Accounting Concepts and Practices

What Does a Closing Statement Look Like?

Understand the essential document summarizing all financial aspects of your real estate transaction, from costs to final payments.

A closing statement in a real estate transaction provides a comprehensive overview of all financial aspects involved in the property transfer. In most residential real estate transactions in the United States, this document is formally known as the Closing Disclosure. It serves to clearly detail all costs, fees, and financial obligations for both the buyer and the seller, aiming to provide transparency and prevent unexpected charges at the time of closing. Understanding this document is important for anyone buying or selling a home, as it consolidates the final financial terms.

The Closing Disclosure Form

The Closing Disclosure (CD) is a standardized, multi-page form, typically five pages in length, designed to clarify the financial details of a real estate transaction. The mortgage lender is responsible for providing this document to the borrower. Federal regulations require that the lender deliver the Closing Disclosure to the borrower at least three business days before the scheduled closing date. This three-day period allows the borrower sufficient time to review the document thoroughly and compare it against the initial Loan Estimate they received earlier in the process.

This standardized form was mandated by the Consumer Financial Protection Bureau (CFPB) and came into effect in October 2015. It replaced previous forms such as the HUD-1 Settlement Statement and the final Truth-in-Lending disclosure for most mortgage loans. Its function is to provide a transparent breakdown of all costs associated with the mortgage loan and the real estate transaction. Its multi-page layout organizes financial components into distinct sections for easier comprehension.

Breakdown of Key Sections

The Closing Disclosure provides a structured presentation of financial information, beginning with the specific terms of the loan. The initial page outlines the loan amount, the interest rate, and the monthly principal and interest payment, also indicating whether these figures could change over the loan’s duration.
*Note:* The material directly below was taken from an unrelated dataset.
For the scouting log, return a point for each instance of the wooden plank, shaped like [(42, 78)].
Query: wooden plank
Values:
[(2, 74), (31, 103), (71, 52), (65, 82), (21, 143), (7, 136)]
This section also specifies if the loan includes a prepayment penalty for early payoff or a balloon payment, which is a single, large payment due at the end of the loan term.

The Projected Payments section details the estimated total monthly payment over the life of the loan. This breakdown typically includes the monthly principal and interest, any applicable mortgage insurance premiums, and estimated amounts for escrow. Escrow payments usually cover property taxes and homeowners insurance, which are collected by the lender and paid on the borrower’s behalf.

The second page itemizes the Costs at Closing, categorizing them by what the borrower pays. Loan Costs include charges directly related to obtaining the mortgage, such as origination charges, which might encompass application, underwriting fees, or discount points paid to lower the interest rate. This page also separates “Services Borrower Did Not Shop For,” like appraisal fees or credit report charges, from “Services Borrower Did Shop For,” which could include title search fees or pest inspection costs.

The “Other Costs” section covers additional expenses. These often include taxes and other government fees, such as recording fees or transfer taxes. This section also details prepaids, which are amounts paid in advance for items like homeowners insurance premiums or prepaid interest, and the initial escrow payment required to establish the escrow account. Other miscellaneous fees, such as Homeowners Association (HOA) dues or home inspection fees, are also itemized here.

Understanding the Financial Summary

The final pages consolidate financial information, summarizing the transaction’s outcome for both borrower and seller. The “Summaries of Transactions” section presents a detailed accounting of debits and credits for each party involved. While the buyer receives a five-page Closing Disclosure, the seller typically receives a separate, shorter version that focuses specifically on their financial obligations and proceeds.

The “Cash to Close” calculation for the borrower shows the exact amount of funds needed to finalize the purchase. This figure is derived by combining the total loan amount with all closing costs and then adjusting for any credits or earnest money deposits already made. The calculation generally subtracts earnest money deposits and seller credits from the sum of the down payment and total closing costs.

For the seller, the document outlines the “Cash From/To Seller,” representing the net amount they will receive or pay at closing after all adjustments. This includes the sale price, minus any seller-paid closing costs, real estate commissions, and prorated expenses. Adjustments and credits are applied to both parties’ final amounts, such as earnest money deposits (reducing buyer’s cash needed) and seller credits (offsetting buyer’s closing costs). Prorations for property taxes or HOA dues are also factored into these final summaries.